Body Image
Why You Shouldn't Compare Your Body to a Celebrity's
Strive to be the best version of yourself.
Posted February 12, 2012
Sitting on the sofa, flipping through the pages of the March issue of Glamour magazine, I came across a cheer-worthy body image item. There, on page 205, was a brief Health item titled "Celebs Admit: Staying in Hollywood Shape Sucks."
Why is this cheer-worthy?
Because as many women and even girls know, it can be a struggle not to compare yourself to media images of beautiful celebrities -- made all the more difficult at times by accompanying interviews that quote the celebrity as saying she never diets or rarely works out or eats a hot fudge sundae every night. You get the idea. In this brief Glamour piece, however, Gwyneth Paltrow is quoted as saying, "I kill myself. I put in a minimum of an hour and a half, five days a week...it's not good genes."

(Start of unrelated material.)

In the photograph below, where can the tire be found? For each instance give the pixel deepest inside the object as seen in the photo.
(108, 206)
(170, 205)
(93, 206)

It's a subject I touched on in You'd Be So Pretty If...the fantasy world of film and television brings with it real-world pressures to be thin that most people don't face in our everyday lives. When your daughter admires a celebrity and wonders why her body doesn't look like her idol's, that's a great time to have a conversation about the pressures celebrities are under to stay so thin -- and what they often have to go through to stay that way.
Instead of striving to look like her favorite star, encourage your daughter to strive to be the healthiest and best version of herself. That's good advice for us moms, too.